Jedynie w domu Eryk mogl spotykac sie z pokrewna dusza, ktora w ciszy wysluchiwala jego zalow. Stukali sie wtedy szklem przed kazda kolejna fala zapomnienia.
- Co zrobic by stac sie slawnym? - Pytal Eryk przyjaciela od kieliszka.
- Zostan seryjnym morderca jak Jack The Ripper. W koncu tonacy brzytwy sie chwyta - odpowiadal przyjaciel, mruzac szkliste oczy.
Jako ze Eryk nie lubil takich zartow, uderzyl przyjaciela w twarz, tak ze jej rysy zmienily sie gwaltownie. Na koncu cos w nim peklo i tyle sie widzieli.

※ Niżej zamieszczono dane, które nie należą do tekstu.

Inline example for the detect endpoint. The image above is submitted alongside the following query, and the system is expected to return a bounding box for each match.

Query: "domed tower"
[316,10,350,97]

- Ach gdybym byl taki slawny jak Kurt Cobain - rozmarzyl sie Eryk. - Wszyscy tanczyliby tak jak bym zagral. On byl cool bo byl grunge. Lecz co mi po tym, skoro nie stworze tak wielkiej muzyki jak on. W ogole nie zrobie zadnej muzyki. Jestem mniej niz zero.
I gdy tak Eryk tonal w smutku, niespodziewanie zawisla nad nim niczym szubieniczny powroz szalona mysl: "Samobojstwo. Kurt popelnil samobojstwo". Zrozumial co trzeba zrobic, by zdobyc slawe.
- Ludzie beda mnie nosili na koszulkach z nekrologiem, tak jak Cobaina. - Naszprycowany tym pomyslem zaczal wbiegac na dach dziesieciopietrowego budynku.
- To takie proste - sapal pokonujac kolejne pietra. - Slawa lezy tuz za rogiem. Wystarczy po nia skoczyc.
Stojac na krawedzi dachu Eryk, dla dodania sobie odwagi, zaczal spiewac zaslyszana w mlodosci piosenke:
"Tylko chciec twoj caly bedzie zodiak
Tylko chciec rozjasnisz kazdy mrok
Tylko chciec a szczescie masz o krok..."
Grawitacja chwycila go za nogi i brutalnie pociagnela w dol. Spadajac nie zobaczyl przemykajacych przed oczami fragmentow zycia. Natomiast przypomnial sobie w najmniej odpowiedniej chwili, ze nie da sie zrobic omletu nie rozbijajac przy tym jaj.
Samobojczy skok Eryka okazal sie strzalem w dziesiatke. Jego mozg i sino brunatne flaki, zmieszane z krwista breja, obryzgaly przechodzacych pod wiezowcem ludzi. Dzieki temu jego marzenie spelnilo sie. Swiadkowie wypadku mieli na swoich ubraniach cialo Eryka, ktorego szczegolowosc oddana z niesamowita ekspresja robila szokujace wrazenie. Nic zatem dziwnego, ze owego dnia zostal na jezykach wielu osob. Jakby tego bylo malo, za sprawa idacego do uniwersyteckiej biblioteki studenta, znalazl sie na kartach wielkiej historii.
No moze po czesci bylo to prawda. Jedno natomiast nie ulega watpliwosci: marzenia spelniaja sie wystarczy tylko chciec.